Set up and Manage an AWS Kubernetes (EKS) Cluster¶
Determined can be installed on a cluster that is hosted on a managed Kubernetes service such as Amazon EKS. This document describes how to set up an EKS cluster with GPU-enabled nodes. The recommended setup includes deploying a cluster with a single non-GPU node that will host the Determined master and database, and an autoscaling group of GPU nodes. After creating a suitable EKS cluster, you can then proceed with the standard instructions for installing Determined on Kubernetes.
Determined requires GPU-enabled nodes and the Kubernetes cluster to be running version >= 1.19 and <= 1.21, though later versions may work.
Prerequisites¶
Before setting up an EKS cluster, the user should have the latest versions of AWS CLI, kubectl, and eksctl installed on their local machine.
Additionally, make sure to be subscribed to the EKS-optimized AMI with GPU support.

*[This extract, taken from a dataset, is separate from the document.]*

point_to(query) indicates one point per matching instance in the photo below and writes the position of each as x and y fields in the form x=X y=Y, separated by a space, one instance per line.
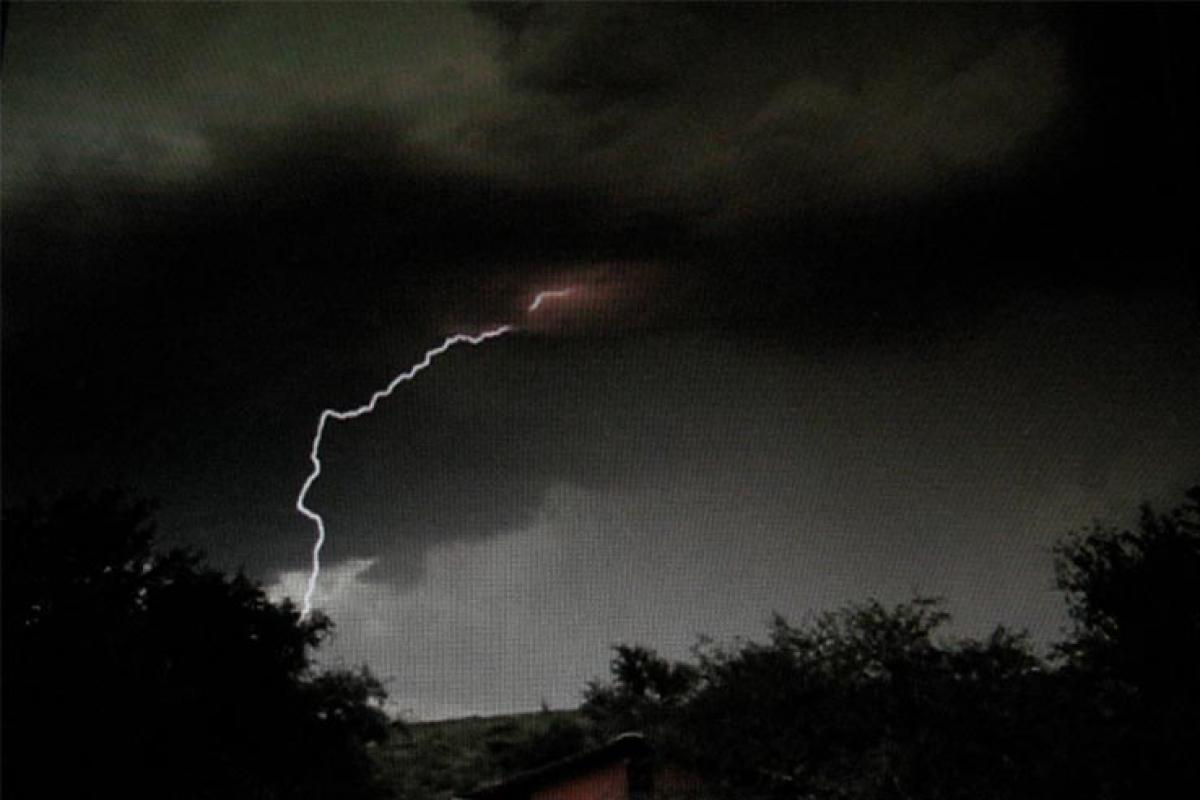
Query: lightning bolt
x=543 y=295
x=370 y=405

Continuing without subscribing will cause node creation to fail.
Create an S3 Bucket¶
One resource that eksctl
does not automatically create is an S3 bucket, which is necessary for
Determined to store checkpoints. To quickly create an S3 bucket, use the command:
aws s3 mb s3://<bucket-name>
The bucket name needs to be specified in both the eksctl
cluster config as well as the
Determined Helm chart.
Create the Cluster¶
The quickest and easiest way to deploy an EKS cluster is with eksctl
. eksctl
supports
cluster creation with either command line arguments or a cluster config file. Below is a template
config that deploys a managed node group for Determined’s master instance, as well as an autoscaling
GPU node group for workers. To fill in the template, insert the cluster name and S3 bucket name.

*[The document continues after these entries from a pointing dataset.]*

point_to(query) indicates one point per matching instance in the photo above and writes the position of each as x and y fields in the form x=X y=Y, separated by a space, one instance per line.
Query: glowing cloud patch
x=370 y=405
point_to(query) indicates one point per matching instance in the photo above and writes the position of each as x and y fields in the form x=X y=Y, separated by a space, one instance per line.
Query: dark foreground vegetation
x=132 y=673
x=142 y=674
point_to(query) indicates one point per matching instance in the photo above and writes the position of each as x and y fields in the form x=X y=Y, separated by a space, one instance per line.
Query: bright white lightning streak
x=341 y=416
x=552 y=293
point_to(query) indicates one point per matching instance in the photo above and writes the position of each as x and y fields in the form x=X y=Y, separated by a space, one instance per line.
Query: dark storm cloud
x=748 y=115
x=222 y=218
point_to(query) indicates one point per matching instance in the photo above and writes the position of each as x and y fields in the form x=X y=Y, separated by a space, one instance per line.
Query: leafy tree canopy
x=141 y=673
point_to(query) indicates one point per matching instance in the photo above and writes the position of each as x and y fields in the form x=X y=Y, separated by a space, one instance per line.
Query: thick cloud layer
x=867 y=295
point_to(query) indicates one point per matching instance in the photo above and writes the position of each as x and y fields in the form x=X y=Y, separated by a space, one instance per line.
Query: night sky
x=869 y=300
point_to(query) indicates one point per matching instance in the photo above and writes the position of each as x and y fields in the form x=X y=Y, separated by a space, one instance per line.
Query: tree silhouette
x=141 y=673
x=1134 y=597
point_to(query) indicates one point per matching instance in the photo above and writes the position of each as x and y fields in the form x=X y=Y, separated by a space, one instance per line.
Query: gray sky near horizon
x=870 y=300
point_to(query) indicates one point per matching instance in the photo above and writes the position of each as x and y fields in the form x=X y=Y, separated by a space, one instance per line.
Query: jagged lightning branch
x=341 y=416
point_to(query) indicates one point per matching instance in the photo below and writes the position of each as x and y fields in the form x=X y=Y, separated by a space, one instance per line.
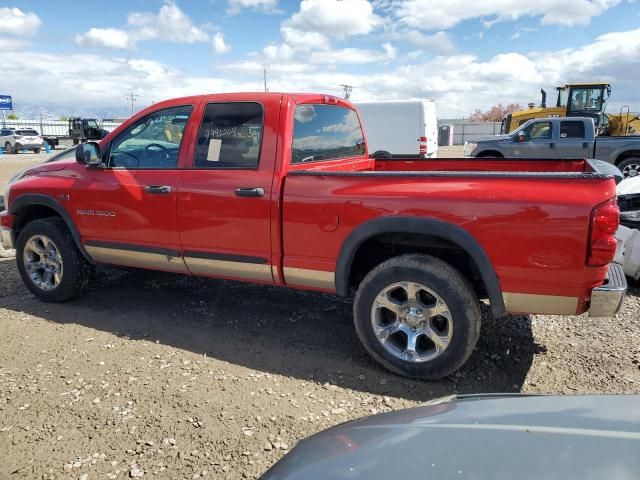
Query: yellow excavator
x=580 y=100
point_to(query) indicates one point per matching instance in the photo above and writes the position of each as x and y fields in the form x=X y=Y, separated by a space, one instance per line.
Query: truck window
x=538 y=130
x=325 y=132
x=230 y=136
x=153 y=142
x=572 y=130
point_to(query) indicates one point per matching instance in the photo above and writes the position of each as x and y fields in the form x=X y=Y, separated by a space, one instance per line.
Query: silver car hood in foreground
x=504 y=437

apiVersion: eksctl.io/v1alpha5
kind: ClusterConfig
metadata:
name: <cluster-name> # Specify your cluster name here
region: us-west-2 # The default region is us-west-2
version: "1.19" # 1.20 and 1.21 are also supported
# Cluster availability zones must be explicitly named in order for single availability zone node groups to work.
availabilityZones:
- "us-west-2b"
- "us-west-2c"
- "us-west-2d"
iam:
withOIDC: true # Enables IAM IODC provider
serviceAccounts:
- metadata:
name: checkpoint-storage-s3-bucket
# If no namespace is set, "default" will be used.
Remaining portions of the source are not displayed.